We often tend to miss out on the sensory perception of things in the daily vicissitudes of life. Mindfulness could help us slow down, appreciate the sensory joys of daily objects, and accept ourselves.
How can mindfulness help me cope with the symptoms of endometriosis?
Endometriosis often causes chronic pelvic pain, weakness, and fatigue as well as debilitating and excruciating pain both during menstrual periods and outside the period. The condition can also lead to psychological issues such as stress, anxiety, and depression.
Mind-body interventions such as mindfulness, yoga, and meditation may help you cope with the symptoms of endometriosis.
Research has shown that meditative techniques such as mindfulness can modulate pain through several mechanisms. A Danish study that recruited 10 women with endometriosis and chronic pelvic pain has shown that a psychological intervention based on mindfulness techniques can have lasting effects on patients’ pain level, overall well-being, and ability to function in daily life.
Research has shown that patients using positive coping strategies experience less stress and depression. Moreover, such methods could help improve clinical treatment outcomes.
A study that reviewed the literature also concluded that using psychological and mind-body interventions such as mindfulness, cognitive-behavioral therapy, and yoga can reduce endometriosis-associated pain and stress.
How can I practice mindfulness?
There are several ways in which you can practice mindfulness. These include both simple and structured exercises.
Simple exercises involve paying attention to your environment, accepting yourself, having a positive outlook, and focusing on your breath.
Structured exercises include body scan meditation where you focus on each part of your body from head to toe, sitting meditation, where you sit comfortably and breathe through your nose focusing on your breath moving in and out of your body, and walking meditation where you focus on the experience of walking while being aware of subtle movements and sensations.
The Institute for Mindfulness-Based approaches offers an eight-week mindfulness-based stress reduction (MBSR) program that is widely used in many healthcare settings.
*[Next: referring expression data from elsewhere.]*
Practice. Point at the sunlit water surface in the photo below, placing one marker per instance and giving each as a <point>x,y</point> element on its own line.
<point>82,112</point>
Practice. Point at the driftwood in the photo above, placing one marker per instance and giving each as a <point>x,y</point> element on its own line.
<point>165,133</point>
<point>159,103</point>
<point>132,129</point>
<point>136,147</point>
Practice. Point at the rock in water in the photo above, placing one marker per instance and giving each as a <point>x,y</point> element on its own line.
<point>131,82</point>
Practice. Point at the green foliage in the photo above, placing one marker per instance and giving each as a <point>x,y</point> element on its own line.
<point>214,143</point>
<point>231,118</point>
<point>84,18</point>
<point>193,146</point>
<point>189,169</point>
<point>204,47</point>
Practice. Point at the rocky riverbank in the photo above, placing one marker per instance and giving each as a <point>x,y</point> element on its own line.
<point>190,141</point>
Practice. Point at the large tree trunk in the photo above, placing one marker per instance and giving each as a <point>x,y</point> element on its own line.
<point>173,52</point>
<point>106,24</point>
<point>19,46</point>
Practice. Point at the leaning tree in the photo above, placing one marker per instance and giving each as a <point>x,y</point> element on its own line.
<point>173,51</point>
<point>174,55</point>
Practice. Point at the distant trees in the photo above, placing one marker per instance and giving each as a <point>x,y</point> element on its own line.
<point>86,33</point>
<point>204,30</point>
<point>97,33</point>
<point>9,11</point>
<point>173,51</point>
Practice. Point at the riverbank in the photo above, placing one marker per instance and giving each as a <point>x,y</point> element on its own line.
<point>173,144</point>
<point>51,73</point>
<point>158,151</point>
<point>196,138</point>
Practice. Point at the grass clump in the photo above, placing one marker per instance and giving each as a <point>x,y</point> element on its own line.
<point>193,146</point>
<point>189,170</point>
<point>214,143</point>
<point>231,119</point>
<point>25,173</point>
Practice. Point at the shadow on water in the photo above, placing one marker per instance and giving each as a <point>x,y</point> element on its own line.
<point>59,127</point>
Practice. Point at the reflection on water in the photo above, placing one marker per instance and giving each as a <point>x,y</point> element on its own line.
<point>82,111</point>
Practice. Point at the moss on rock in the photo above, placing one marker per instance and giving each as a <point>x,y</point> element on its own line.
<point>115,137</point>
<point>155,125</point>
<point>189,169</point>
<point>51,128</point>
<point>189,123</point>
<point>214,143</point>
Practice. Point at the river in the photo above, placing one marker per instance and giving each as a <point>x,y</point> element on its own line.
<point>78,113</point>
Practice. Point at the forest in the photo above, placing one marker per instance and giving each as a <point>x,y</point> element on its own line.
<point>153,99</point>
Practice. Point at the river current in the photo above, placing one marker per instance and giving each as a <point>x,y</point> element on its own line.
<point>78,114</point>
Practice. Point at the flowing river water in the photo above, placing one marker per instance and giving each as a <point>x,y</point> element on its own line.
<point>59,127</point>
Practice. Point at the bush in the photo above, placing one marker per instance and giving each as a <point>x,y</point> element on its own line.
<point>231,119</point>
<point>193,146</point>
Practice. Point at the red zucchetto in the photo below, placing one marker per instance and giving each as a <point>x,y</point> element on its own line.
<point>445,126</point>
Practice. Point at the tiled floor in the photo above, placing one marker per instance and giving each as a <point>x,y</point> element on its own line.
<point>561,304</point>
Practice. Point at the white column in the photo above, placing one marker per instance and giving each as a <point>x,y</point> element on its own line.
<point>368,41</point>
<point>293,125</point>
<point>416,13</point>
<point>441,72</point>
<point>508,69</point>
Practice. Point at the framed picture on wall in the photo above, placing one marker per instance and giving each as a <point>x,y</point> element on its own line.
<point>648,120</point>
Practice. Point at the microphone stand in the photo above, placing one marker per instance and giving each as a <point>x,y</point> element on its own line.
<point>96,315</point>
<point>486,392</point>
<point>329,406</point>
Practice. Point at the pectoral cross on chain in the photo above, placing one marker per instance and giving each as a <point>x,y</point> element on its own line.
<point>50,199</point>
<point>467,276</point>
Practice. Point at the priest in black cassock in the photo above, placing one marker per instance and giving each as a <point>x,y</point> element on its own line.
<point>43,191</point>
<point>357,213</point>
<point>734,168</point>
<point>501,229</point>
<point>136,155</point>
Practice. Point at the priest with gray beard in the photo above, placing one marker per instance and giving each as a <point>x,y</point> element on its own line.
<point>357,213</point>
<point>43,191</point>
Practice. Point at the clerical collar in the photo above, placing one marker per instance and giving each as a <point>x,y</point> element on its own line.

The program can reduce symptoms of pain, depression, inflammation, and cellular aging.
Are there any drawbacks?
Some scientists have concerns about the current scientific approach used to evaluate the benefits of mindfulness. For instance, the word “mindfulness” has no universal definition and presents different connotations to different people. In addition, fewer than 25% of the meditation trials have included any form of adverse effects monitoring. Moreover, there are increasing concerns that new mindfulness-based interventions are being developed without fully understanding those already in vogue.
So, while these points do raise questions on the present applicability of mindfulness in a clinical setting, empirical evaluations of women with debilitating endometriosis pain and practicing mindfulness do point to its benefits in dealing with pain, stress, anxiety, and depression.